A Model of Mass Extinction Accounting for Species's Differential Evolutionary Response to a Catastrophic Climate Change

TL;DR

This paper introduces a new mathematical model for mass extinction that incorporates species' evolutionary responses and phytoplankton feedback, explaining extinction variability and transient dynamics during climate change.

Contribution

The model uniquely considers phytoplankton feedback and adaptive evolution, providing new insights into extinction mechanisms during climate change events.

Findings

Species extinction depends on climate change scale and evolutionary rate.

Fast climate change can cause long transient low-density states before recovery.

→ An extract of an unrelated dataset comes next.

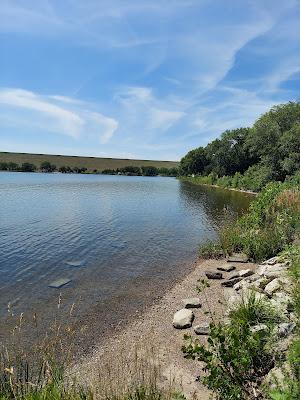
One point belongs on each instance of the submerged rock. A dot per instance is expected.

Model predictions align with fossil record extinction frequency distributions.

Abstract

Mass extinction is a phenomenon in the history of life on Earth when a considerable number of species go extinct over a relatively short period of time. The magnitude of extinction varies between the events, the most well known are the ``Big Five'' when more than one half of all species got extinct. There were many extinctions with a smaller magnitude too. It is widely believed that the common trigger leading to a mass extinction is a climate change such a global warming or global cooling. There are, however, many open questions with regard to the effect and potential importance of specific factors and processes. In this paper, we develop a novel mathematical model that takes into account two factors largely overlooked in the mass extinctions literature, namely, (i) the active feedback of phytoplankton to the climate through changing the albedo of the ocean surface and (ii) the species's adaptive evolutionary response to a climate change. We show that whether species goes extinct or not depends on a subtle interplay between the scale of the climate change and the rate of the evolutionary response. We also show that species's response to a fast climate change can exhibit long transient dynamics (false extinction) when the species population density remain at a low value for a long time before recovering to its safe steady state value. Finally, we show that the distribution of extinction frequencies predicted by our model is generally consistent with the fossil record.